Зубы у Сикидина посверкивали, глаза упрятал в картуз - картуз в руках:
- Что ж, мы с утра не емши. Но только уж, чтобы потом - никаких привилегий, бесповоротно.
Игуменья тащила поднос: пирог, графин с висантом, карпятины жареной кус.
- Ну, милые вы мои, уж так вы меня... Ангела моего вспомнили, а? Ну, вот тут, вот тут. А ты бы, старичок, в кресло. Ну-ка, на здоровье? И я с вами.
Со сторожем окаянным всю ночь провозились манаенские. А висант к именинам - хороший, крепкий: по костям пошло, в темя вдарило. Все свирепей рвал пирог волчьими зубами Сикидин. Все пуще голова набочок у Зиновея Лукича.
Еще стаканчик - и заколотил себя в грудь Зиновей Лукич.
- Матушка, грешник я, вот передо всеми говорю... Как мясоедом я третий раз женился, на молоденькой... Опять же - телка у меня с ящуром... Но как она, Матерь Божия, значит, Сподручница грешных - обязана она выручить нас из положения. Хотя-хоть и грешник я, и телка... но как мы, значит, для обчества, а не для себя... Верно я говорю, Сикидин? А?
Стукнули в дверь: мать казначея. Шаги крепкие, мужичьи. На манаенских повела бровями:
"Пронюхали пирок мужичишки, влезли. Хоть бы какой час ей покою дали!"
- Катеринушка, уж ты бы еще нам висанту - уж день такой. Сделай милость, вон в горке ключи от погреба.
Ну, либо сейчас, пока в погреб ходит, либо - все - прахом...
Встал Сикидин, лоб нагнул: бык брухучий. Руками об стол оперся, правая - тряпкой замотала.
- Батюшка мой, это что же у тебя рука-то? Дай, я тебе чистенькой завяжу, а то еще болеть прикинется...
Поднял руку Сикидин. На игуменью - на руку - запнулся...
А тут как раз и Онисим покончил. От висанту красный, и еще белей волосы ребяче-стариковские.

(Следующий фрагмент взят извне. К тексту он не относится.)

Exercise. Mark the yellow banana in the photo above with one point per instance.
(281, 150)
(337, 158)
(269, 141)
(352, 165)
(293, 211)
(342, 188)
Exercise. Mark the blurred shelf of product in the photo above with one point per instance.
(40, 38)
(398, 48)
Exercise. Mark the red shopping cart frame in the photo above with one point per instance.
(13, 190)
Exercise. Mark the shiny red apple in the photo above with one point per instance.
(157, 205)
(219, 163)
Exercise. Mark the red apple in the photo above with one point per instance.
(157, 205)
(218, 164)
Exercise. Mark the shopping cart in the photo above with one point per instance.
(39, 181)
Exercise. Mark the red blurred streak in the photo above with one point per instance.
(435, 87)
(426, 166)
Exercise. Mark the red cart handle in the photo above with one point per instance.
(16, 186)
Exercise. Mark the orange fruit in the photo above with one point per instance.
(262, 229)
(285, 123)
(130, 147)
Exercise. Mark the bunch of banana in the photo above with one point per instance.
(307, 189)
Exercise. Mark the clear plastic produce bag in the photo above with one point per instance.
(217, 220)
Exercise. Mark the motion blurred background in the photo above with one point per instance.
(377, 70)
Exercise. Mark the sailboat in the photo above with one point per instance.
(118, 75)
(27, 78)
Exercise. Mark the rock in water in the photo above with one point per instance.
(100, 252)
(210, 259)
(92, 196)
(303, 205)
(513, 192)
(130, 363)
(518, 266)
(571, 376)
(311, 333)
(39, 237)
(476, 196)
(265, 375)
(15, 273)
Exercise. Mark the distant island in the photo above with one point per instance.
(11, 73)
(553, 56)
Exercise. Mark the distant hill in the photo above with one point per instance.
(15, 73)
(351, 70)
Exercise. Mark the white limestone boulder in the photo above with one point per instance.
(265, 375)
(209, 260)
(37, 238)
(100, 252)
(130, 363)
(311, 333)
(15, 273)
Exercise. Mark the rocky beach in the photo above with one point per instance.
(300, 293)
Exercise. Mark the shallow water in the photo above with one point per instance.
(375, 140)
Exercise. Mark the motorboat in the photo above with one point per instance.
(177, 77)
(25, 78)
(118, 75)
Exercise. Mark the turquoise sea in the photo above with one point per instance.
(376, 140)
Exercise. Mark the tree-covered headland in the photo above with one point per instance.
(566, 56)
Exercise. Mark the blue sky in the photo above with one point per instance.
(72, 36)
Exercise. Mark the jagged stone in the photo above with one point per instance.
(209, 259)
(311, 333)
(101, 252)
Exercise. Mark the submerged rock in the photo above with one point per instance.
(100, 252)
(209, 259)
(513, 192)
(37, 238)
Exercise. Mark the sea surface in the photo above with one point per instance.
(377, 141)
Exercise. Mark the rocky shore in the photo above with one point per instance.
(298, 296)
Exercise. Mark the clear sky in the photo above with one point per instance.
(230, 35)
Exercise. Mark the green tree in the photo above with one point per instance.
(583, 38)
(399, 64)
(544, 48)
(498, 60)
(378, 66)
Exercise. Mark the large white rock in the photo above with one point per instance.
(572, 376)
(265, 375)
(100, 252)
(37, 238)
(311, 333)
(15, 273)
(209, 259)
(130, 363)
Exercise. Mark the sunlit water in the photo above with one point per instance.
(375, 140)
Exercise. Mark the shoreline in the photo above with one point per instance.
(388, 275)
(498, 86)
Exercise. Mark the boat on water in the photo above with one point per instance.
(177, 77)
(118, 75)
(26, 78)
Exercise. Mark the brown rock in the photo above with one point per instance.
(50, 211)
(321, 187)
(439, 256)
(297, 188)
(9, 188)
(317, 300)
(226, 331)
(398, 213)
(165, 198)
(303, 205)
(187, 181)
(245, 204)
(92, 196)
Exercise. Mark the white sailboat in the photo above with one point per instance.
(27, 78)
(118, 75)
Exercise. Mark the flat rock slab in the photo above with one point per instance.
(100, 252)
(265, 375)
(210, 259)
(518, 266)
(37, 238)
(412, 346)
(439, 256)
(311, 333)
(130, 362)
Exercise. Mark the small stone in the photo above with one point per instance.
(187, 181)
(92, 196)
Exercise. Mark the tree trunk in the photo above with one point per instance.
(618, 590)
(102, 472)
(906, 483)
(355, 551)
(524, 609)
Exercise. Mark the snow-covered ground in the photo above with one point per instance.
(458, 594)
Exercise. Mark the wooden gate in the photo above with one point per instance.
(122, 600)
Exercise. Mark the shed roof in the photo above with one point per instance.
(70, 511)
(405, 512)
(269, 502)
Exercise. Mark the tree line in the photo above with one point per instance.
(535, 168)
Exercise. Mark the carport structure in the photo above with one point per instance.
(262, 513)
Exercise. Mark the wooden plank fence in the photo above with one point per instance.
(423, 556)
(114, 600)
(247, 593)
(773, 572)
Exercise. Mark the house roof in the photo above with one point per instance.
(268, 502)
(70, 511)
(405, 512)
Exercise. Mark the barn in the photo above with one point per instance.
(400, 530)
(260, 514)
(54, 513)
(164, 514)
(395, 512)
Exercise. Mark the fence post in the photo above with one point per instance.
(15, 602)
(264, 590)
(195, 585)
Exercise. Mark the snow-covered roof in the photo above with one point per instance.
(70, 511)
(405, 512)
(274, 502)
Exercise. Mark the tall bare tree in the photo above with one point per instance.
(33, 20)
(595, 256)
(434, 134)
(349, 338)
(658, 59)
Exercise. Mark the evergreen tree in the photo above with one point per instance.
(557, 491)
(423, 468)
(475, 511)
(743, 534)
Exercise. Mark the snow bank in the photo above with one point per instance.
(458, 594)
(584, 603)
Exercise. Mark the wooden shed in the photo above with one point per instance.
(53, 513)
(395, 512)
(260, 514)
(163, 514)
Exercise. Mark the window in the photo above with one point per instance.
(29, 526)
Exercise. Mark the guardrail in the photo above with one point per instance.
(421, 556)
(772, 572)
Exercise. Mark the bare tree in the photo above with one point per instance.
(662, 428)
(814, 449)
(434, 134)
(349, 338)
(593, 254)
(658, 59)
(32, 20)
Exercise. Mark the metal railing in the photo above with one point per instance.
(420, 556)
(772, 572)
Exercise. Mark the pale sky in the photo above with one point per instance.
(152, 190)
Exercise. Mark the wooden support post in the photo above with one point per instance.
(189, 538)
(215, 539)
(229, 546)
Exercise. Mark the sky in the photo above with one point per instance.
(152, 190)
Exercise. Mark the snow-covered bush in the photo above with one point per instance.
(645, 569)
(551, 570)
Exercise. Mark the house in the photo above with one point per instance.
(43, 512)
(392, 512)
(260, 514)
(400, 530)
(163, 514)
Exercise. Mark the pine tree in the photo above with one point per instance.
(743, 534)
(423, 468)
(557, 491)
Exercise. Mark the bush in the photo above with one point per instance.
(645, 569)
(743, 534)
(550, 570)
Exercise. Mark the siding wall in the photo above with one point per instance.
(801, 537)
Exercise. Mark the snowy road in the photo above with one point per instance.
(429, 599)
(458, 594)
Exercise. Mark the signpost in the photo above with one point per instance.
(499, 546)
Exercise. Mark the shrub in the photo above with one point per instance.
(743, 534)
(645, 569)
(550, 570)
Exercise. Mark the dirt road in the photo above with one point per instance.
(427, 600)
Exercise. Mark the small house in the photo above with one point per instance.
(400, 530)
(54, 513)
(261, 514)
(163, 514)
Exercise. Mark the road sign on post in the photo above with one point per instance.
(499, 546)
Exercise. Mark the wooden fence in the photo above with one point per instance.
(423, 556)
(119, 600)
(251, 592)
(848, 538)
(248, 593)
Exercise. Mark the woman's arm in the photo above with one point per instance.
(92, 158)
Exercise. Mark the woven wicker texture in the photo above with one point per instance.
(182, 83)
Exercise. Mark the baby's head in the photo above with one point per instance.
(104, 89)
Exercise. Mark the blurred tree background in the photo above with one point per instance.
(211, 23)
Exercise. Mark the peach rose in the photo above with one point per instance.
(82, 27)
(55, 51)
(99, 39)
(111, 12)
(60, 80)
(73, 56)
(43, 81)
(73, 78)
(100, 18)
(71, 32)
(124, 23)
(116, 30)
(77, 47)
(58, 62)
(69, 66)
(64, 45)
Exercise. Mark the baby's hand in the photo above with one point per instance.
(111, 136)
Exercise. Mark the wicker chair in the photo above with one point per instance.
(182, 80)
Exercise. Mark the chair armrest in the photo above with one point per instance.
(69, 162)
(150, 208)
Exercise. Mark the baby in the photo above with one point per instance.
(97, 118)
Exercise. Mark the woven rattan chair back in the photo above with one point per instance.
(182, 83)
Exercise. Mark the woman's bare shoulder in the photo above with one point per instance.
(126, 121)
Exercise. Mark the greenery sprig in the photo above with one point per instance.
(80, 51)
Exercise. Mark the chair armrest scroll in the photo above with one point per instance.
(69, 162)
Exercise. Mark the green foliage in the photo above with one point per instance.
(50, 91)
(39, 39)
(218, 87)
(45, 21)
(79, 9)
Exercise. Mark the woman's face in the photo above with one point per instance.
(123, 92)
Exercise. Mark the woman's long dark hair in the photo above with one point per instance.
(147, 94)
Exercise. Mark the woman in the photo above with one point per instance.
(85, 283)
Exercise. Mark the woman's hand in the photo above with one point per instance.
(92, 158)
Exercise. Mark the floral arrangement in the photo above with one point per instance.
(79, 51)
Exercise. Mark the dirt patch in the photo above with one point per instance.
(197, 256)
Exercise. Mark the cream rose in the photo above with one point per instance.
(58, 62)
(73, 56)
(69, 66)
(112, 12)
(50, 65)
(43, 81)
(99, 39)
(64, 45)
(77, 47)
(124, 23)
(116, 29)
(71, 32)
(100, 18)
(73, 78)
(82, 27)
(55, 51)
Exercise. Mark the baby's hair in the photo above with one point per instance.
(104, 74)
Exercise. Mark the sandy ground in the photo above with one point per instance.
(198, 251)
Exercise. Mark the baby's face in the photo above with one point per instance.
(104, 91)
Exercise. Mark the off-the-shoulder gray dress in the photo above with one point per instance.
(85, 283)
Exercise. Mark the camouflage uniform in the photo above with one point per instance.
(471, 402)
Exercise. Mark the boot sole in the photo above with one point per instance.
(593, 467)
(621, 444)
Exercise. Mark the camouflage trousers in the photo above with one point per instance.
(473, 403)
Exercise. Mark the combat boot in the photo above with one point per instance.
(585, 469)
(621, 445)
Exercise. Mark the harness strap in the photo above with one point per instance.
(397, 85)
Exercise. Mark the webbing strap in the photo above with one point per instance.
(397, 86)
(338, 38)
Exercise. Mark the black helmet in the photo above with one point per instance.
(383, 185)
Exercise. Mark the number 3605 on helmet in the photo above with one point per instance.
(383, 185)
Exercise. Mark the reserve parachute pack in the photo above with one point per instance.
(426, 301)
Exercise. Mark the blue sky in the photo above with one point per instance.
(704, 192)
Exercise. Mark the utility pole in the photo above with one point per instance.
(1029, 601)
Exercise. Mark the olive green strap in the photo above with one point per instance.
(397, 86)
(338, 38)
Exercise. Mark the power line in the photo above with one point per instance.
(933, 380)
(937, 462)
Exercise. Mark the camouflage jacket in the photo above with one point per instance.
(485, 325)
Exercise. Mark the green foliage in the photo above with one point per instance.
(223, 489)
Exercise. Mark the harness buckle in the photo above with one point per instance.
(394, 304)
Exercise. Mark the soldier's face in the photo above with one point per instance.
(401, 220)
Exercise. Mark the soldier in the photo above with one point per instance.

Крякнул, утерся - и поклон поясной:
- Ну, матушка, на угощенье спасибо. Уж вот как - по сих пор! А уж пирог - ну...
Игуменья свечкой так и затеплилась. Господи, то-то нынче день хорош! А Сикидин - столб столбом, на языке - грузило свинцовое. Да как зубами скрипнет - и в дверь пулей.
- Да чего же вы, погодите! Уж вот она - Катерина, ключами гремит...
Куда там годить: по лестнице прогромыхали. По теплым плитам под липами шлепают...
В логу у телеги чистили Онисима-старика:
- Ах ты, дурак полоротый! Ах, орясина! "Спа-си-ибо, матушка!" Как уговорено было, а? Кабы молчал, глядишь, все бы... "Спаси-бо, матушка!"
- А вы, коли меня умней, вы бы давиша об деле с ней говорили. А вы - что? А-а, то-то и оно-то! На телеге Сикидин горился:
- И как нам теперь нашим, манаенским, сказать? Конешно, были обстоятельства вразрез наших ожиданий. А только срамота, ей-Богу. Уж надо какое-нибудь этакое сказуемое придумать, а то разве про это выговорить: "Спаси-ибо, матушка!"
А сам кнутовищем по лошади, по лошади, чисто не лошадь это, а дед Онисим.
Ну, ничего: еще семь верст ехать. Авось и придумают сказуемое.